The Relationship between Insecurity and Coup

The Relationship between Insecurity and Coup

Coup d’etats and the feeling of uneasiness have a complicated and nuanced relationship. Referring to a time when a country is experiencing economic hardship, political turbulence, or social strife, we say that country is experiencing insecurity. On the other hand, a coup d’etat is an abrupt and decisive political action, typically one that leads to a change in government in an unconstitutional or violent manner. This article intends to probe the complex interplay between these two phenomena, looking at the ways in which they affect and are affected by one another across a range of societal and political settings.

The first topic up for debate is how insecurity might spark coups. Unrest within a country often provides the ideal conditions for a military takeover. This is due to the correlation between increased insecurity and public discontent, both of which serve to undermine the legitimacy of the administration in power.
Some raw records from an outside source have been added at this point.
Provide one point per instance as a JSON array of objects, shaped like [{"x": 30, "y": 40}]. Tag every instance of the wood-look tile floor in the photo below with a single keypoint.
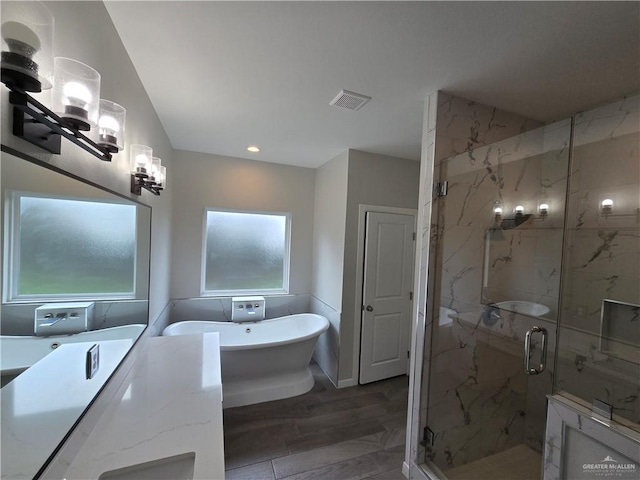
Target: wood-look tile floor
[{"x": 325, "y": 434}]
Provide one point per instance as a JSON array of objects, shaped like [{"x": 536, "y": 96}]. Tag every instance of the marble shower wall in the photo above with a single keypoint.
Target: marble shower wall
[
  {"x": 479, "y": 401},
  {"x": 602, "y": 261}
]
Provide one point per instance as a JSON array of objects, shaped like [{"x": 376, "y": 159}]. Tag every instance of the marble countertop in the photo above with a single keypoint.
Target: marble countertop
[
  {"x": 169, "y": 405},
  {"x": 41, "y": 405}
]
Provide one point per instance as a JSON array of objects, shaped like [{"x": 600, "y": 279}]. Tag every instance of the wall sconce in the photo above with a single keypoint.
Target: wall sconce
[
  {"x": 111, "y": 120},
  {"x": 146, "y": 171},
  {"x": 606, "y": 207},
  {"x": 28, "y": 66},
  {"x": 543, "y": 209},
  {"x": 76, "y": 93},
  {"x": 27, "y": 39}
]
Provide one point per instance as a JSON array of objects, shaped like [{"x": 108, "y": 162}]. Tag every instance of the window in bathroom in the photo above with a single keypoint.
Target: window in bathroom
[
  {"x": 70, "y": 248},
  {"x": 245, "y": 252}
]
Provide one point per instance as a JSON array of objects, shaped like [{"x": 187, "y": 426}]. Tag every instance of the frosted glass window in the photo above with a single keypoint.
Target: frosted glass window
[
  {"x": 246, "y": 252},
  {"x": 73, "y": 248}
]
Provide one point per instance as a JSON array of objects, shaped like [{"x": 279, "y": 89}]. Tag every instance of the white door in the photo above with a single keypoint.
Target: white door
[{"x": 386, "y": 309}]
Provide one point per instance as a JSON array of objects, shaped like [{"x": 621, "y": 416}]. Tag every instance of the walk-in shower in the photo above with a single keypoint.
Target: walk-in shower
[{"x": 534, "y": 247}]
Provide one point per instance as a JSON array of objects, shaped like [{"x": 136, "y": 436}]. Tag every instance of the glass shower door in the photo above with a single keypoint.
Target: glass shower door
[{"x": 496, "y": 265}]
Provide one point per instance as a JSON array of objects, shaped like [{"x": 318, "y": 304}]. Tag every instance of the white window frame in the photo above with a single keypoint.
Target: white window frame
[
  {"x": 263, "y": 291},
  {"x": 12, "y": 253}
]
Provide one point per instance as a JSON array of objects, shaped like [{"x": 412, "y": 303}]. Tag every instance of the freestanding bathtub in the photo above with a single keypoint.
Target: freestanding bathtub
[{"x": 262, "y": 361}]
In Libya, for instance, significant economic insecurity and unhappiness with Muammar Gaddafi’s leadership played a major role in the 2011 coup.

However, there is no direct causation between insecurity and coup. Coups don’t always work as planned, and sometimes they make things worse instead of better. The aftermath of the Iraq War in 2003 is a prime example of the dangers of a power vacuum following a coup. After Saddam Hussein’s administration fell, there was widespread instability as competing groups fought for power and the country descended into civil war.

The threat of a coup can sometimes make people feel unsafe. There is a higher chance of political instability and uncertainty in nations where the military has intervened in the past. This can have repercussions for the economy, further contributing to the cycle of insecurity and political unrest.

Instability and coups have intricate ties, with both contributing to and being affected by one another. While a lack of stability is frequently what prompts a coup, the chaos that follows is often far more unsettling. Even the possibility of a coup might cause people to feel unsafe. The processes of political instability and transition can be better understood if policymakers and academics can get a handle on this connection.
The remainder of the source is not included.